Bester Animationsfilm
- Incredibles 2 (Brad Bird)
- Isle of Dogs (Wes Anderson)
- Mirai (Mamoru Hosoda)
- Ralph Breaks the Internet (Rich Moore, Phil Johnston)
- Spider-Man: Into the Spider-Verse (Bob Persichetti, Peter Ramsey, Rodney Rothman)
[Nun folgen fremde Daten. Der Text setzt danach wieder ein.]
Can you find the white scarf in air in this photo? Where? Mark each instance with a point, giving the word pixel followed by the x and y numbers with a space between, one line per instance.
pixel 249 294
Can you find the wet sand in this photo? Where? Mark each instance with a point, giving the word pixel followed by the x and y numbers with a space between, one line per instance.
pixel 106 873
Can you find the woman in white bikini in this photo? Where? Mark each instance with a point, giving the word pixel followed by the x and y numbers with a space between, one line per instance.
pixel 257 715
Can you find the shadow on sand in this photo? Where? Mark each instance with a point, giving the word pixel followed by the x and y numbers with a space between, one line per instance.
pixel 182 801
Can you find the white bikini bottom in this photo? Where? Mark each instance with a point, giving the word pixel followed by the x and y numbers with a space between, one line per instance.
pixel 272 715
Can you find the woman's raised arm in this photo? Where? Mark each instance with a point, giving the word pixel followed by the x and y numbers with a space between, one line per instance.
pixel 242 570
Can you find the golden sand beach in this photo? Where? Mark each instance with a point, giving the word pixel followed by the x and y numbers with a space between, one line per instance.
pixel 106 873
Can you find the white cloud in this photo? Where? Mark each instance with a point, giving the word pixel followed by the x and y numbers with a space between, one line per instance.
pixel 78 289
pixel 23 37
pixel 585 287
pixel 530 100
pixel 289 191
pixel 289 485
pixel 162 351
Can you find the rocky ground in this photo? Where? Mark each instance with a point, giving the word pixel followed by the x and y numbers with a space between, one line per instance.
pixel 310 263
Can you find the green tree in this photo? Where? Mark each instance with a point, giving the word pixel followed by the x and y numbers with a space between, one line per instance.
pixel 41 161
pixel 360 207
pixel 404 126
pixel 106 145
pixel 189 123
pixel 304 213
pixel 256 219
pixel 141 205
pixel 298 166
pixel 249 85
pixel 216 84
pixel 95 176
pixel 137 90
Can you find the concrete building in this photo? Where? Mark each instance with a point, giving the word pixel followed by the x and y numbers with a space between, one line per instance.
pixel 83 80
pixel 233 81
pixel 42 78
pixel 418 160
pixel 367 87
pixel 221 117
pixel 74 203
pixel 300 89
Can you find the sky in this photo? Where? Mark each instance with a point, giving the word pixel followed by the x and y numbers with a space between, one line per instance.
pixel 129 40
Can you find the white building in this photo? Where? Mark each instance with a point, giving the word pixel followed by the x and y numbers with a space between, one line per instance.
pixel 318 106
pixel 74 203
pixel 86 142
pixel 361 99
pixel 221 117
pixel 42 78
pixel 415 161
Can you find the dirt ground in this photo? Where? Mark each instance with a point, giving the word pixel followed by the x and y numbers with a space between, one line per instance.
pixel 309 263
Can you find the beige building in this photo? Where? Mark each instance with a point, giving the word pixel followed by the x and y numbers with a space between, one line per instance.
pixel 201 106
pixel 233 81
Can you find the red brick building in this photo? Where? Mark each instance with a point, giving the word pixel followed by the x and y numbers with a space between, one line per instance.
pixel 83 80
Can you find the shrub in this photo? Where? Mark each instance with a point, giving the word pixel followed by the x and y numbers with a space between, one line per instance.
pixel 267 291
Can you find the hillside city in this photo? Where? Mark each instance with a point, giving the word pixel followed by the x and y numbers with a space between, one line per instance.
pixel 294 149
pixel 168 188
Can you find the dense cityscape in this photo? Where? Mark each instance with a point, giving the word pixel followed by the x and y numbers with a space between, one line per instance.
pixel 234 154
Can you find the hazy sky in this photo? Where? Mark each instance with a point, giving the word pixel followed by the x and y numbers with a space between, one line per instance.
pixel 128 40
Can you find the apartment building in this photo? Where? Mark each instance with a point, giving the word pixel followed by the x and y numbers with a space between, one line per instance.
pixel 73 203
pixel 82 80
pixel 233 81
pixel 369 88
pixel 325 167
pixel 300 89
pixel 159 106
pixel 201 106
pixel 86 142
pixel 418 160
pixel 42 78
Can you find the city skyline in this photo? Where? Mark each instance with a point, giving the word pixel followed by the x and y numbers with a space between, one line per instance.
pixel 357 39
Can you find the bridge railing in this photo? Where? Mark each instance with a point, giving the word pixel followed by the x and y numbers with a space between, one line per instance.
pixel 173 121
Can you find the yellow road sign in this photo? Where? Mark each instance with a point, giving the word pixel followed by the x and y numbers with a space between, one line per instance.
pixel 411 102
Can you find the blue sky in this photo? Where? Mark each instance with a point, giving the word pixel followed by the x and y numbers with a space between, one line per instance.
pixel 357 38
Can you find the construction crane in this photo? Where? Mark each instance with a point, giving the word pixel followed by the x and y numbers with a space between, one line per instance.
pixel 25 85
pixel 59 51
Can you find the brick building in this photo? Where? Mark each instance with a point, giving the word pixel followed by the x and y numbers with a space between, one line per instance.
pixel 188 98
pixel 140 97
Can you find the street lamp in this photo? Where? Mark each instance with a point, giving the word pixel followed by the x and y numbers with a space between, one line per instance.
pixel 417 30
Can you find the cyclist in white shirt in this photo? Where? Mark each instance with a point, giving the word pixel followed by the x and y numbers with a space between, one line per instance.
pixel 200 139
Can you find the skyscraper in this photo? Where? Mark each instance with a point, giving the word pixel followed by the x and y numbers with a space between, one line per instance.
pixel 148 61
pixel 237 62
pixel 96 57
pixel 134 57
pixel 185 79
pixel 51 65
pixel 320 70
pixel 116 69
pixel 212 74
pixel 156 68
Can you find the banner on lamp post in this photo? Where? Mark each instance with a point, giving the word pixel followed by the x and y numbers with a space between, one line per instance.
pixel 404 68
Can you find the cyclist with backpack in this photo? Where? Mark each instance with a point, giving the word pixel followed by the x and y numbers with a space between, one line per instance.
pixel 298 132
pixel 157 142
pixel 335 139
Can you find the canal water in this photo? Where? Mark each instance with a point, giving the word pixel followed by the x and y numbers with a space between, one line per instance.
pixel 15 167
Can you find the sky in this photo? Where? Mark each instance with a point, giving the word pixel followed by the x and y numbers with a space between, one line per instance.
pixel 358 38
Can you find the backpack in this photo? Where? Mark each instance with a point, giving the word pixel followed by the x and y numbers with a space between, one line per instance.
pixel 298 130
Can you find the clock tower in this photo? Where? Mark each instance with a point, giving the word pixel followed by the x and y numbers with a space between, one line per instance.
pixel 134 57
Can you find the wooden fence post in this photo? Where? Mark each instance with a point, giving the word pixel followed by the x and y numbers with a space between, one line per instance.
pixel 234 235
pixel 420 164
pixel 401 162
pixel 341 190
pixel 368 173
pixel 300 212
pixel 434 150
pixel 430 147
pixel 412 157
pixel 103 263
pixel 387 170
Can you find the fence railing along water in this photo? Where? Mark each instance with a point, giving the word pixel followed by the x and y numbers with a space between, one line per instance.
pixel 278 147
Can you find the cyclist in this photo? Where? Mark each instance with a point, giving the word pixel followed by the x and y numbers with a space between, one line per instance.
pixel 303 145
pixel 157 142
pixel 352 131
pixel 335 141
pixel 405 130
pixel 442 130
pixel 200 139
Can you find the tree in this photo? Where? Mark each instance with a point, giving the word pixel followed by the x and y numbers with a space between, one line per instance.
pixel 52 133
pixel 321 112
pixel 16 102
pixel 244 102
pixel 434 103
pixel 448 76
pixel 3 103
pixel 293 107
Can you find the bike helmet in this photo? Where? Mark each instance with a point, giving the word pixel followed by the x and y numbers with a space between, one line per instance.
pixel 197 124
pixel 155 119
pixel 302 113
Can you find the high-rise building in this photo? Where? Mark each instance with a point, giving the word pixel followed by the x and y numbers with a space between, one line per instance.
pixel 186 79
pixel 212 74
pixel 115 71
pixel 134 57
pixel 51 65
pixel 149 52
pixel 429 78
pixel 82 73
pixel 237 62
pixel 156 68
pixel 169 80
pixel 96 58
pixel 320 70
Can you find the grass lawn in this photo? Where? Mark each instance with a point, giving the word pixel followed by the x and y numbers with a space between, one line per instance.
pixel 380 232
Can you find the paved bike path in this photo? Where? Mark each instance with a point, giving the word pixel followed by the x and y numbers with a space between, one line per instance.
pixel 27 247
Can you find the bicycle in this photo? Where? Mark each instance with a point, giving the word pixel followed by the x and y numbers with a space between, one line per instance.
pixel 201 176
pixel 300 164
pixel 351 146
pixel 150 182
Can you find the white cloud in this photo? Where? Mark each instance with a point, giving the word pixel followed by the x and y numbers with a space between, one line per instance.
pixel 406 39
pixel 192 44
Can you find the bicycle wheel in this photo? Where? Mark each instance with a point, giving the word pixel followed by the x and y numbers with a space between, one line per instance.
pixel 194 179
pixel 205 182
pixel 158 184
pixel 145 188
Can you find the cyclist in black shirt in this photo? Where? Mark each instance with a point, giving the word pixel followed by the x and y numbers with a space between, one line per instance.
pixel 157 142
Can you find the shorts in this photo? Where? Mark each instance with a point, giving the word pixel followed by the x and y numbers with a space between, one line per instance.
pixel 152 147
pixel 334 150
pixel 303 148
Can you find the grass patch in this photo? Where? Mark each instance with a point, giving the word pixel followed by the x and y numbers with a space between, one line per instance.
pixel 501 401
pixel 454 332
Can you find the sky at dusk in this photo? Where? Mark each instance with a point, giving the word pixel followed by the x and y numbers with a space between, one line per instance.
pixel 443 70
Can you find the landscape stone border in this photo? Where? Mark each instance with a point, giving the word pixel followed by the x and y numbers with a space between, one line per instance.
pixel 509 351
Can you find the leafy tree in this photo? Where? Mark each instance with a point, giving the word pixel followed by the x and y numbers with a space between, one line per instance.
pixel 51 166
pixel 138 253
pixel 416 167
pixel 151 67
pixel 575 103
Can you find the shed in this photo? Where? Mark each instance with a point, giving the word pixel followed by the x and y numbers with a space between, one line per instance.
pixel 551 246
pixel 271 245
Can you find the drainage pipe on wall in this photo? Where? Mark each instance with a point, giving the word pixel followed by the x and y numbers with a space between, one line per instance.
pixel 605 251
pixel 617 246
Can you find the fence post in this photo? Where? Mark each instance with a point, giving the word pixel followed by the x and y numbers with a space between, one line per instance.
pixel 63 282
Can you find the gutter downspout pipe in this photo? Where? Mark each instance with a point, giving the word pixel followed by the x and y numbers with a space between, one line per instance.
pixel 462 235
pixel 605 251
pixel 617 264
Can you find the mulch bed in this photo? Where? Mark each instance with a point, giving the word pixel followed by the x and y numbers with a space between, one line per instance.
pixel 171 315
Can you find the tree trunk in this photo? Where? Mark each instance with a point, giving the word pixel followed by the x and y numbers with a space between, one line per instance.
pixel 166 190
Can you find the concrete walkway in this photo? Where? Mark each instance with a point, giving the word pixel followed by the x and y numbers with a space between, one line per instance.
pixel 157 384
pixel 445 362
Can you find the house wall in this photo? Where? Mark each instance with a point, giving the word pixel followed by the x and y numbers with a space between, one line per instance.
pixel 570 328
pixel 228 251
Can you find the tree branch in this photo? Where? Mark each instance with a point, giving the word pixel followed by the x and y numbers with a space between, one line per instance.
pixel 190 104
Speziell in der Langfilmkategorie blicken wir auf ein eher durchschnittliches Filmjahr zurück, das ausser der fünf nominierten Beiträge wenig Erinnerungswürdiges hervorbrachte. Und wenn, dann landeten die Filme gar nicht erst auf dem Radar der Wähler: Internationale Trickfilmproduktionen wie der chinesische Thriller «Have a Nice Day» oder das farbenfrohe Melodram «On Happiness Road» aus Taiwan waren bei der risikoscheuen Academy von vornherein chancenlos – umso erfreulicher also, dass mit dem japanischen «Mirai» doch noch eins von diesen «obscure freakin’ Chinese fuckin’ things» (originales Zitat eines Academy-Mitglieds von 2015) nominiert wurde. Nichtsdestotrotz bleibt dieses fantastische Werk vom gefeierten Regisseur Mamoru Hosoda wohl chancenlos – zu unbekannt ist das Schaffen von Hosoda, zu ungewöhnlich ist der Film. Überhaupt gelang es bisher erst einem nicht-englischsprachigen Trickfilm, die Trophäe zu gewinnen: 2002 triumphierte Hosodas Landsmann Hayao Miyazaki mit «Chihiros Reise ins Zauberland». Ein japanischer Überraschungssieg bleibt diesmal wohl aus.
Disney im Doppel
Insgesamt dürfte das Rennen um die Goldstatue aber so offen sein, wie schon lange nicht mehr. Wir erinnern uns: Im vergangenen Jahr ging der Preis wenig überraschend an den Pixar-Film «Coco» und somit zum zehnten Mal in den letzten elf Jahren an eine Disney-Produktion. Auch in diesem Jahr sind die Voraussetzungen für den Mickey-Mouse-Konzern zumindest auf dem Papier alles andere als schlecht, denn gleich mit 2 Filmen, nota bene Fortsetzungen, geht Disney ins Rennen: dem hauseigenen «Ralph Breaks the Internet» von Rich Moore und Phil Johnston und der Pixar-Produktion «Incredibles 2» von Brad Bird. Beide sind solide Trickfilme, die das Konzept des Vorgängers geschickt neu interpretieren und sich dadurch von anderen Fortsetzungen abheben. Aber beide Filme sind auch sehr vergessbar und können weder ihren Vorgängern noch den anderen Oscar-Kandidaten in Punkto Charme und Innovation das Wasser reichen. Es wäre also sehr zu bedauern, wenn Disney ausgerechnet für einen dieser Filme ausgezeichnet würde.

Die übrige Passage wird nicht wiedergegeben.